Min Mountains or Minshan (岷山 (Mín Shān)) are a mountain range in central China. It runs in the general north-south direction through northern Sichuan (the eastern part of the Ngawa Tibetan and Qiang Autonomous Prefecture and adjacent areas of Mianyang Prefecture-level city) and southernmost borderlands of Gansu. The highest elevation is Mount Xuebaoding ("Snow Treasure Peak"), 5588 m and the second highest is Mt Little Xuebaoding ("Little Snow Treasure Peak"), 5443m.

==Geography==
The Min mountain range is a southern prolongation of the Kunlun Mountains that separates the basins of two major rivers of Sichuan: the Min River (to the west) and the Jialing River (to the east). Both rivers flow in the general southern direction, and are tributaries of the Yangtze.

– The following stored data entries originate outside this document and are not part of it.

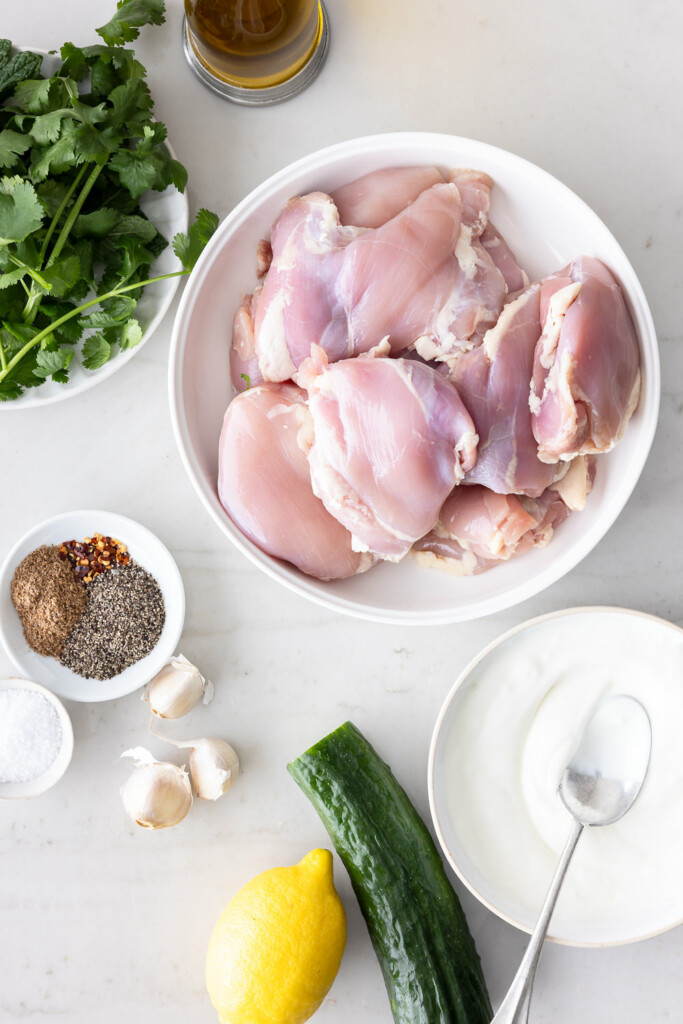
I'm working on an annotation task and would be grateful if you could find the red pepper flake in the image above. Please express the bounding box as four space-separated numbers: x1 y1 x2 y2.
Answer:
58 533 130 584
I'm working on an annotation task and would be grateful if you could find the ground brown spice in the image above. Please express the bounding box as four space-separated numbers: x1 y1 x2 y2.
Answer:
10 545 87 658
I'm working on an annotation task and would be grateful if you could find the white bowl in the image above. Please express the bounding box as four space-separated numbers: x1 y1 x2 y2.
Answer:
0 48 188 411
0 510 185 702
429 606 683 946
0 677 74 799
169 132 659 625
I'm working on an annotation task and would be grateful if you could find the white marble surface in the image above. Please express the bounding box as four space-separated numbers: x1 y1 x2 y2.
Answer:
1 1 682 1021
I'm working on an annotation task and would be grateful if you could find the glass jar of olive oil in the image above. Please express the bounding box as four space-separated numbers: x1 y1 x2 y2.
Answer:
183 0 329 104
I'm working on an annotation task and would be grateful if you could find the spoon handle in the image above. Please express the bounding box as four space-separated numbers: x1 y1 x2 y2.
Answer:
491 819 584 1024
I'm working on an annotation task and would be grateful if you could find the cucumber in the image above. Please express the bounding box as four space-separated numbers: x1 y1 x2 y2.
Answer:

The Min Mountains are part of a wider mountainous region:
- Amne Machin: The range located to the far west, known to the ancient Chinese as Mount Jishi (積石山, 积石山, Jīshíshān), part of the Kunlun Mountains.
- Xiqing Mountains (西倾山): The northern range.
- Qionglai Mountains: The central part of the range to the west of the Min River
- Motian Mountains: The easternmost prolongation, merging with the Daba Mountains.

==History==
According to the Records of the Grand Historian, the Xia dynasty managed this mountain range as early as 2000 BC.

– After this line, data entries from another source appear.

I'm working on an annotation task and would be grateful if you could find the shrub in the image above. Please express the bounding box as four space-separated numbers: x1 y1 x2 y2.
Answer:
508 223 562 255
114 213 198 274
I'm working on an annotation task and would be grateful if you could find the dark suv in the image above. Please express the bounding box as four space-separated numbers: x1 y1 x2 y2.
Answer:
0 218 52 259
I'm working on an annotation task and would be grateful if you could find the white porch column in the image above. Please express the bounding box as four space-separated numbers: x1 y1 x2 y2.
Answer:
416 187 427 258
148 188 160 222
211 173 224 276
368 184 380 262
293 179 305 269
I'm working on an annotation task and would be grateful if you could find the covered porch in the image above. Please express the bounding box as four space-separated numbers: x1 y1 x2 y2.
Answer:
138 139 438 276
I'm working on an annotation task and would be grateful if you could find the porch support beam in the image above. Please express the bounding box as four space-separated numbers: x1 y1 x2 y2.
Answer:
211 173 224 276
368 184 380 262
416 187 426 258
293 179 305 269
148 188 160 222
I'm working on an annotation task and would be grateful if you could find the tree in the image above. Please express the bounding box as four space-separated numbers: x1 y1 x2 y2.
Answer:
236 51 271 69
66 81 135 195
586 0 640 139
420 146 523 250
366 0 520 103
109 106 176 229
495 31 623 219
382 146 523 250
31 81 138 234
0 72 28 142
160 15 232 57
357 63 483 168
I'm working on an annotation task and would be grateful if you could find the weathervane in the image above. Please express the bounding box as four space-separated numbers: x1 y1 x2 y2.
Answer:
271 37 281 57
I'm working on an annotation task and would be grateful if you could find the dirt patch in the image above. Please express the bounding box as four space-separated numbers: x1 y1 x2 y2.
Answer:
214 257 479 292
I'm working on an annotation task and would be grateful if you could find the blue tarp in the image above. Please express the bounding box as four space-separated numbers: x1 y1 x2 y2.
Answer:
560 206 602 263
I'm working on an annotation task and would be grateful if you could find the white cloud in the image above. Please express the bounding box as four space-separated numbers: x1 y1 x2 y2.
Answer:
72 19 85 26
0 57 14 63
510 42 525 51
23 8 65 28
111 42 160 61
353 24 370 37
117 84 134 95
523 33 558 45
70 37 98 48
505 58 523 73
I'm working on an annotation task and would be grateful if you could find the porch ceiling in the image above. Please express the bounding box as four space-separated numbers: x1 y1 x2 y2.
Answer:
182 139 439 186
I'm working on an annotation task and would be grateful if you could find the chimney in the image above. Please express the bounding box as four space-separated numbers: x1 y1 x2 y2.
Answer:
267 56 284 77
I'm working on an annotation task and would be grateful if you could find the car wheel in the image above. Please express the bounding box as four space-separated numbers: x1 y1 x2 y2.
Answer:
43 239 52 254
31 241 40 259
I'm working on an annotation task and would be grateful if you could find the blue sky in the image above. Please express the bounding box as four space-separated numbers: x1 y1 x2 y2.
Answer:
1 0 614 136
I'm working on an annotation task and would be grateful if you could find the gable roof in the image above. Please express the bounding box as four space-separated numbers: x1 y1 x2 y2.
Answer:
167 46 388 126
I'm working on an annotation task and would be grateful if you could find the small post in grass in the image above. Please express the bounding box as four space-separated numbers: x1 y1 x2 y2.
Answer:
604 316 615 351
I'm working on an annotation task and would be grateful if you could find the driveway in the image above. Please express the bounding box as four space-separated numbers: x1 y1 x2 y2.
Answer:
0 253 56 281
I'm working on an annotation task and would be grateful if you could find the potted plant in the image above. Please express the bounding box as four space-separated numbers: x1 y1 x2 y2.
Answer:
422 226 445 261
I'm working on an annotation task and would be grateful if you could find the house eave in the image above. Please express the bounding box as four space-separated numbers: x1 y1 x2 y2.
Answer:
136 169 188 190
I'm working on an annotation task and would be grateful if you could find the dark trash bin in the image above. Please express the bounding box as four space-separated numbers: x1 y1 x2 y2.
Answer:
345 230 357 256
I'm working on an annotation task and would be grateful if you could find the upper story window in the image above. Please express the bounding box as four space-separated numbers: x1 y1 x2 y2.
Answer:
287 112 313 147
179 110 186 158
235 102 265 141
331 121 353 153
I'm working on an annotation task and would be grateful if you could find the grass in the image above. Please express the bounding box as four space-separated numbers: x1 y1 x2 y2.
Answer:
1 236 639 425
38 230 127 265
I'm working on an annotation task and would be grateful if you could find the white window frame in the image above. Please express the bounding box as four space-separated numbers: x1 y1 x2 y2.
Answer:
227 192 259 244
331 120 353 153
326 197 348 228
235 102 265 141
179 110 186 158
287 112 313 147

The Lazikou Pass, a site of strategical importance during the Long March, passes through the Min Mountains and connects northwestern Sichuan with southern Gansu.

==Ecology==
The characteristic ecosystem of the Min Mountains and the Qionglai Mountains (which are located further west, separated from the Min Mountains by the Min River valley) has been described by the World Wildlife Fund as the Qionglai-Minshan conifer forests.

Important tourism and nature conservation objects in the Min Mountains include the Jiuzhaigou Valley Nature Reserve (in Jiuzhaigou County) and the Huanglong Scenic and Historic Interest Area (in Songpan County); both are listed on the UNESCO World Heritage Sites list.